The Twickenham Museum
People : Dance Masters

Augustin Noverre
Dance Master
1729 - 1805

Hogarth's caricature of a dancing master

Augustin Noverre bought or leased a house from Robert Baker in Heath Lane, Twickenham from 1774 until 1783. The house was probably rebuilt during the 19th century and named Laurel Lodge. The earlier property can be seen on Samuel Lewis’s map prepared in 1784, described as “Mr Green late Noverre” alongside Heath House (Mrs Haynes) on the north side of the road.

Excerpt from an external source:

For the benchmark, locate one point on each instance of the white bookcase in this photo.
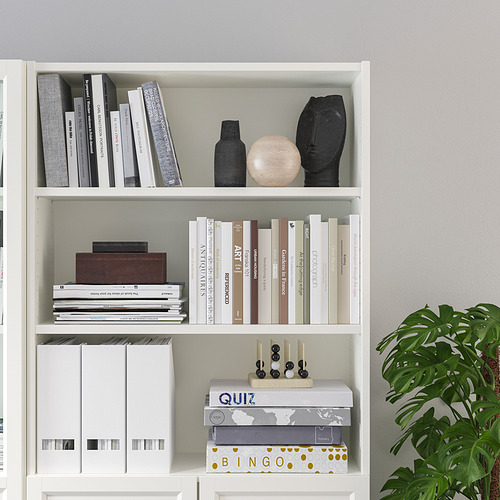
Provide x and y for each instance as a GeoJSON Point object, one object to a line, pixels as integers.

Born, according to David Garrick, of a Swiss family, his father had actually settled in France, after serving as a soldier in the army of Charles XII of Sweden, a career which he had intended for his sons. However, they took up dancing. Augustin’s older brother, the Chevalier Jean Georges, became dancing master to Marie Antoinette.

The brothers came over to England from France with their ballet troupe by the invitation of Garrick in 1755. France and England were now at war in America, and the Seven Years war commenced in the following year. There was much anti-French feeling abroad and, while performing on stage at Garrick’s theatre, Drury Lane, that year, the troupe was attacked by members of the audience. Apparently equipped with a sword for the performance Augustin wounded one of his attackers and retreated to Norwich where he was able to enjoy the protection of the Huguenot community there. In Norwich he raised his family, a dynasty of dancers and became a prominent part of the theatre establishment.

Later he returned to London and was naturalised, but in 1794 retired again to Norwich where he died on 25 August 1805 in the house where he lived: The Chantry. He was buried in the Church of St Stephen. Three further generations of his family became dance masters in the city.